At twenty minutes after three he wondered if he mightn't reasonably disappear. He would walk in the park and say afterward—if there should be an afterward—that he had given them up. An easy way out. He would do it. Twenty minutes more passed and he still meant to do it, knowing he wouldn't.

Then came the blare of a motor horn and Breede's biggest and blackest car descended upon him, stopping neatly at the curb.

He retained his calm, nonchalantly doffing the new straw hat.

"Just strolling off," he said; "given you up."

"Pops wanted to come," explained the flapper. "I had a perfectly annoying time not letting him. What a darling child of a dog! Does he want to—well, he shall!"

And Nap did at once. He seemed in the flapper to be greeting an old friend. He interrogated his lawful owner from the flapper's embrace, then reached up to implant a moist salute upon the ear of Grandma, who at once removed herself from his immediate presence.

"Sit there yourself," she commanded Bean. And Bean sat there beside the flapper, with Nap between them. The car moved gently on under the gaze of the impressed Cassidy, who had clattered up the iron stairway. Cassidy's gaze seemed to say, "All right, me lad, but you want t' look out f'r that sort. I know th' kind well!"

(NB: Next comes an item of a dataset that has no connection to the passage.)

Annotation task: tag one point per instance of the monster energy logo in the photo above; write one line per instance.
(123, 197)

The car was moving swiftly now, heading for the north and the open.

"They cut us off yesterday," said the flapper. "I know I shall simply make a lot of trouble for that operator some day."

He wondered if she had heard that mad "Chubbins!" But now the flapper smiled upon him with a wondrous content, and he could say nothing. Instead of talking he stroked the head of Nap, who was panting with the excitement of this celestial adventure.